Mas repare-se na total inversão de ónus: os católicos não querem impor nada aos filhos dos outros, mas pessoas como o Rui Janeiro acham que têm uma educação sexual tão boa que se ofendem por haver pais que não a queiram para os seus filhos. Como é que o artista se lembra, em defesa da "educação sexual" que está a dizer que é um dever do estado impor a todos; de virar a agulha para os católicos?! Se ele propõe alguma coisa como OBRIGATÓRIA porque é o melhor para todos, é a sua proposta que está em análise, e não os católicos, benfiquistas, motoristas de autocarro ou mesmo ateus que não aceitem ser obrigados a fazer o que ele quer!

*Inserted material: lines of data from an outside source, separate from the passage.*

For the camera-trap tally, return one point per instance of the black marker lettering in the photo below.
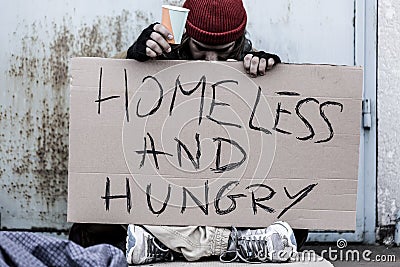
(255, 201)
(321, 111)
(204, 207)
(219, 195)
(202, 82)
(153, 151)
(107, 196)
(302, 194)
(181, 145)
(214, 103)
(160, 98)
(164, 206)
(305, 121)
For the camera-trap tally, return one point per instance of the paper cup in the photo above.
(174, 19)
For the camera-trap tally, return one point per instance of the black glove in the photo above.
(138, 49)
(262, 54)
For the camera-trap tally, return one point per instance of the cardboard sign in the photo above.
(202, 143)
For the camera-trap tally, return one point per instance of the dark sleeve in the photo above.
(138, 49)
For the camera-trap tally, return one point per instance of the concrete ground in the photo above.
(349, 256)
(358, 255)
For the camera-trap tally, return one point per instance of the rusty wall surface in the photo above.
(39, 37)
(34, 98)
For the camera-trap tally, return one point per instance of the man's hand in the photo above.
(258, 63)
(151, 43)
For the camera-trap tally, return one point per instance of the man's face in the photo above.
(210, 52)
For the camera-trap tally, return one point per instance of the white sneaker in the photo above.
(275, 243)
(142, 247)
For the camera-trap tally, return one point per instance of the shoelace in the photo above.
(156, 252)
(255, 248)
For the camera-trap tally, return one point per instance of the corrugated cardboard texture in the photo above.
(201, 143)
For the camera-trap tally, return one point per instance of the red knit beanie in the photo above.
(215, 22)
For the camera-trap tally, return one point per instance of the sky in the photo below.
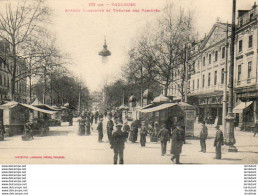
(81, 34)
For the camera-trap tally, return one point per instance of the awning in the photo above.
(158, 108)
(240, 107)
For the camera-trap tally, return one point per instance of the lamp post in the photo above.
(229, 130)
(224, 112)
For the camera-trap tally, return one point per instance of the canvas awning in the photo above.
(158, 108)
(240, 107)
(13, 104)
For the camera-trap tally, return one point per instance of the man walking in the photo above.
(100, 130)
(203, 137)
(255, 128)
(143, 134)
(177, 143)
(110, 126)
(164, 138)
(218, 142)
(118, 144)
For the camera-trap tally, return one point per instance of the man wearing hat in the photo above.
(118, 144)
(177, 143)
(100, 130)
(203, 137)
(164, 138)
(110, 126)
(143, 133)
(218, 142)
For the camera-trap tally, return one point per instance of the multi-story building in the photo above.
(246, 68)
(205, 87)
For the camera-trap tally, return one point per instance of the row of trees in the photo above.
(29, 52)
(159, 52)
(163, 50)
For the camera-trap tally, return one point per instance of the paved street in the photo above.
(64, 146)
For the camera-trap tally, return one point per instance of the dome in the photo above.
(161, 99)
(132, 98)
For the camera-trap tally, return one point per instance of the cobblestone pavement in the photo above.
(64, 146)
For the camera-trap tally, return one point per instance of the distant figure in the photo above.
(96, 115)
(2, 131)
(70, 117)
(134, 131)
(118, 144)
(143, 133)
(203, 137)
(218, 142)
(110, 126)
(126, 129)
(177, 143)
(255, 128)
(81, 126)
(87, 125)
(100, 130)
(164, 138)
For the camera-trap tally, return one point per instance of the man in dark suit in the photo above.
(118, 144)
(177, 143)
(218, 142)
(164, 135)
(203, 137)
(100, 130)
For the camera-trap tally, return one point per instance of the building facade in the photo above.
(5, 77)
(209, 58)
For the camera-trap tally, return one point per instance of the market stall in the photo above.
(16, 115)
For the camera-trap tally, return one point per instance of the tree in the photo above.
(18, 24)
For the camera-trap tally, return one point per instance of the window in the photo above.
(209, 58)
(223, 53)
(249, 69)
(250, 41)
(216, 56)
(215, 77)
(222, 76)
(240, 46)
(193, 85)
(239, 73)
(209, 79)
(203, 81)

Independente da religião que tenham, e porque paira sobre eles a ameça da obrigação, muitos
dos pais que Rui Janeiro critica, ao contrário dele, leram os programas de "educação sexual". Desenvolveram até um site onde expuseram os conteúdos e as linhas orientadores dessas aulas.
http://www.move.com.pt/quemsomos.htm
http://www.move.com.pt/documento.htm
E expondo matéria que definitivamente arrasa toda esta conversa papagueada por Rui Janeiro, à base de "pelo que vi, parece-me" e "no futuro veremos o sucesso disto" chegou o momento de dar a palavra a um dos teóricos da educação sexual que o estado português adoptou.
A avaliação e os conselhos dados por este senhor, não se baseiam em esperanças futuras, mas na experiência passada e trágica resultante da aplicação das teorias que hoje rejeita. Chama-se William Coulson e escreveu uma carta aberta aos pais portugueses:
http://www.move.com.pt/Noticias/280505c.htm
Destaco:
Em Novembro de 2004, estive em Portugal a estudar os materiais de educação sexual enviados para as escolas em 2000. Fiquei aterrado. Talvez não haja em todo o mundo um currículo mais influenciado pelas ideias que eu e Carl Rogers testámos nos anos 60. Escrevo, pois, esta carta como um apelo. Eu sei o que vai acontecer às crianças de Portugal caso se apliquem nas escolas actividades baseadas nos jogos de clarificação de valores. Estou certo de que vocês gostam muito dos vossos filhos. Por isso (e se me é permitido falar com emoção): retirem das escolas esse modelo de educação sexual. Amanhã será tarde demais. Eu ajudei a criar o monstro. Por favor, ajudem-me a matá-lo."
Aconselho a leitura completa da carta, para que se compreenda os acontecimentos chocantes que Coulson diz saber que acontecerão às crianças portuguesas, caso esta "educação sexual" lhes seja ensinada.
Estamos a falar de coisas muito sérias, e o senhor Rui Janeiro deveria ter mais responsabilidade, no portal do pensamento crítico, lógico e racional. Não insultar os pais que se interessam pelos seus filhos e são cautelosos sobre o que adultos estranhos lhes querem ensinar sobre um assunto tão íntimo e delicado como sexualidade; seria um bom começo.